La mémoire
On fait quelquefois la liste de toutes les qualités qu'il faut avoir pour être un bon écuyer: la patience, l'à-propos (voir Les réflexes), l'obstination (voir Crime et châtiment: récompenses et punitions), l'énergie, etc. Le maître avait outre tout cela une mémoire exceptionnelle, et on peut se demander si la mémoire ne devrait pas effectivement figurer dans la liste des atouts de l'écuyer.
Voici quelques exemples qui m'ont frappé. Il possédait une bibliothèque assez fournie de bons ouvrages classiques d'équitation, mais ne les regardait jamais; bien sûr, il les avait lus dans sa jeunesse, pendant quelques mois où il avait été alité. Il plaisantait un peu sur les grands connaisseurs de livres, considérant d'ailleurs que c'était un vice typiquement français, et avait affublé René-Jules Bacharach du titre bien mérité, mais un peu moqueur, d'homme le plus savant sur les théories équestres.
Voilà qu'un jour de l'été 1970 ou 71, durant une leçon j'essayais maladroitement d'avoir mon cheval léger en abandonnant exagérément mes rênes (un défaut qui me poursuit encore, parfois); tout d'un coup le maître, ayant fait arrêter les chevaux, s'adresse à quelqu'un qui se trouvait dans la tribune et lui demande d'ouvrir tel livre à telle page, puis de lire la définition de la descente de main qui s'y trouvait, et qui précisait qu'on ne doit la faire que quand le cheval a cédé et est en équilibre.
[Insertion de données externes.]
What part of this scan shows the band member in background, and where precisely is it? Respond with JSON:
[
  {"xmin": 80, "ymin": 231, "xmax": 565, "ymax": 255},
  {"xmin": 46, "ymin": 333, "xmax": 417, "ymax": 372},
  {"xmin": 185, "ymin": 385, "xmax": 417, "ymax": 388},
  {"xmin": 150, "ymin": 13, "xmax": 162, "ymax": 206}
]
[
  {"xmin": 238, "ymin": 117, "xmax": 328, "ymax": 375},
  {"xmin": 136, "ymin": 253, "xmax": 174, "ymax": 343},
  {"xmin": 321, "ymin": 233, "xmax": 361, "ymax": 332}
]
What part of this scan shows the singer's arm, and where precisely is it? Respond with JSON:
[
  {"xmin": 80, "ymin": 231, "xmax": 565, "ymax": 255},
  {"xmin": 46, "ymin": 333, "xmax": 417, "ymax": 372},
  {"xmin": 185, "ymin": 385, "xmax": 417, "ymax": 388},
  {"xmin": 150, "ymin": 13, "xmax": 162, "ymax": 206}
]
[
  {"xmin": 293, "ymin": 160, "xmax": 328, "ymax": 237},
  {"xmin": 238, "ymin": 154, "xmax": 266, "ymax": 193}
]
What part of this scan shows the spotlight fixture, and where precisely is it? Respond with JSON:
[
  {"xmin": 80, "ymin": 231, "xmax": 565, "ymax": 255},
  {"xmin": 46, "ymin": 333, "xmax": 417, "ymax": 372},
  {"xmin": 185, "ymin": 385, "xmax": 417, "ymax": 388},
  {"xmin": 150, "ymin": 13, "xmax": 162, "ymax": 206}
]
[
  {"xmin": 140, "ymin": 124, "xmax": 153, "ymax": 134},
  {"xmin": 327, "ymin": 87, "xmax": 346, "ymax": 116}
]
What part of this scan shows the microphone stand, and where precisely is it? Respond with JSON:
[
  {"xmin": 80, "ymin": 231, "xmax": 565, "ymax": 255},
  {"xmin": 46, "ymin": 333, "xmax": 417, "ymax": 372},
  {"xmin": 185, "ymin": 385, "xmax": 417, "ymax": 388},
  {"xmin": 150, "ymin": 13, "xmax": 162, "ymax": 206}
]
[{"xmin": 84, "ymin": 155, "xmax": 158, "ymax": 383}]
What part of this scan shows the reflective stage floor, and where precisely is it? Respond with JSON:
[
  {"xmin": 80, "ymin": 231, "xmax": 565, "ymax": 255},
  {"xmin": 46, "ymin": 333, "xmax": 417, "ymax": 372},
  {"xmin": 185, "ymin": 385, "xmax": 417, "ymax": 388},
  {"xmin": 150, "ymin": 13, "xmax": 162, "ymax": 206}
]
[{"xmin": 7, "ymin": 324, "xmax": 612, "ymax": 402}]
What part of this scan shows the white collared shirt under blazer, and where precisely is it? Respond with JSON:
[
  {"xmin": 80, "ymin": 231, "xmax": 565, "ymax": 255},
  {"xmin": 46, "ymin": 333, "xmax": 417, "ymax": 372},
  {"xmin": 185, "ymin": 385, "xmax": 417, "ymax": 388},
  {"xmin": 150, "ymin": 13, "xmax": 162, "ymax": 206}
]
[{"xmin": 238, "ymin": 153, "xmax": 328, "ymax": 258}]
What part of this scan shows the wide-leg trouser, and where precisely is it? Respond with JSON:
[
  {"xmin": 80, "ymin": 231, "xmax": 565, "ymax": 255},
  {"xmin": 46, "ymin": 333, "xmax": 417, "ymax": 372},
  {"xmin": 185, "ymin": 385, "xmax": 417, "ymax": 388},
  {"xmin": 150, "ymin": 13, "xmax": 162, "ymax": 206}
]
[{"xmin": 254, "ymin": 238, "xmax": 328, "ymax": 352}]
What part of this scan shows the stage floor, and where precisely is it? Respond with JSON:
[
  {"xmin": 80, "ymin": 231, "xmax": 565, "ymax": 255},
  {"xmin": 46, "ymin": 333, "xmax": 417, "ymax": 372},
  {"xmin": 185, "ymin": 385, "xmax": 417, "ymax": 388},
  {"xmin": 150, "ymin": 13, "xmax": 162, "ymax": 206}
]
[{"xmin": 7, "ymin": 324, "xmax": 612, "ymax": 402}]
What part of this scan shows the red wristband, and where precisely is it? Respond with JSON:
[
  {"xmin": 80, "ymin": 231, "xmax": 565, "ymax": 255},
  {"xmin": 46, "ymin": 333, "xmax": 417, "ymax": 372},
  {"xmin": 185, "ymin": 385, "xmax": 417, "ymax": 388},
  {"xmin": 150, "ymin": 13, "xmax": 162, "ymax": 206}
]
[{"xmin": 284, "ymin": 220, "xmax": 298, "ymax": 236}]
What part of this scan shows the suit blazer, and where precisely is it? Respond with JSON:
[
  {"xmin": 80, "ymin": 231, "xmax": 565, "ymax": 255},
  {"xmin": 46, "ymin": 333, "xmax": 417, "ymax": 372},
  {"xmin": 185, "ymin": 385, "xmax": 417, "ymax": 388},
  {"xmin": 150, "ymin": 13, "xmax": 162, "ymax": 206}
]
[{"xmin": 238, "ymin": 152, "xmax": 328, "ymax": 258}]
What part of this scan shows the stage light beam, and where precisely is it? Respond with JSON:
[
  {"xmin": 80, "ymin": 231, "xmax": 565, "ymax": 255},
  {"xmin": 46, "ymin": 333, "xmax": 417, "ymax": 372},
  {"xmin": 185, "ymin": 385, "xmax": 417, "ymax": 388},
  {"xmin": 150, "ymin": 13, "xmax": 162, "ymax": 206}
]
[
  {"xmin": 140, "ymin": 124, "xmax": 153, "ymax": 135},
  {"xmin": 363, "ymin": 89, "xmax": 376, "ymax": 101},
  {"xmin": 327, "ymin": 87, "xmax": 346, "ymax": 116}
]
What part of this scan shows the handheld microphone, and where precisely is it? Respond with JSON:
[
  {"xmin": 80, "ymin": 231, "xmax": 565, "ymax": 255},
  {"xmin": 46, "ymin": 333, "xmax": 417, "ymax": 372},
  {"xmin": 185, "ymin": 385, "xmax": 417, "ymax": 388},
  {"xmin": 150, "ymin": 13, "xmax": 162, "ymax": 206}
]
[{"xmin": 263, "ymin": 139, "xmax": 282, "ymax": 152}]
C'était je crois un livre de Lancôsme-Brèves ou de Montigny, du XIXème siècle en tous cas.
Quelques années plus tard, et toujours au cours d'une reprise, le maître explique à des cavaliers plutôt débutants l'importance du passage des coins, et comme ils étaient français, nouveau recours au livre: «Savez-vous qu'un officier de cavalerie français a écrit 18 pages sur l'importance du passage des coins?». Après la leçon, le livre du capitaine Caubert, Du cheval bien mû et bien mis était tiré de son inactivité et quelques phrases, immédiatement retrouvées, lues aux équitants en question.
En juillet 1975, quelques élèves français furent invités à dîner chez le maître le soir du 14 juillet; poulet grillé au menu, ce qui poussa l'un d'entre nous à l'esprit alerte à préciser par la suite que nous avions «mangé du poulet élevé au crottin de cheval rassemblé». À la fin de ce dîner le maître, soucieux d'honorer ses hôtes (tous de l'âge de ses enfants), entonne la Marseillaise; rendus gais par l'accueil très familial, la bonne chère et le vin portugais, tous les français chantent. Certains comme moi ne vont pas plus loin que le premier couplet, mais d'autres dont André D. dit «le général» (un vrai militaire quoique d'un grade quelque peu moins élevé à ce stade de sa carrière) en connaissent plus et vont plus loin… mais il arrive un moment où le seul à continuer fut bel et bien le maître!
Montant de nombreux chevaux, et montant chacun différemment malgré les apparences, il avait certainement besoin de conserver beaucoup de détails concernant leurs différents dressages. Quand il remontait après plusieurs années un cheval qu'il avait dressé, il retrouvait immédiatement les aides que ce cheval comprendrait tout de suite (quant aux chevaux, ils ne l'oubliaient jamais!). Je crois que cette mémoire colossale était liée à cela; cause ou effet, je ne saurais le dire.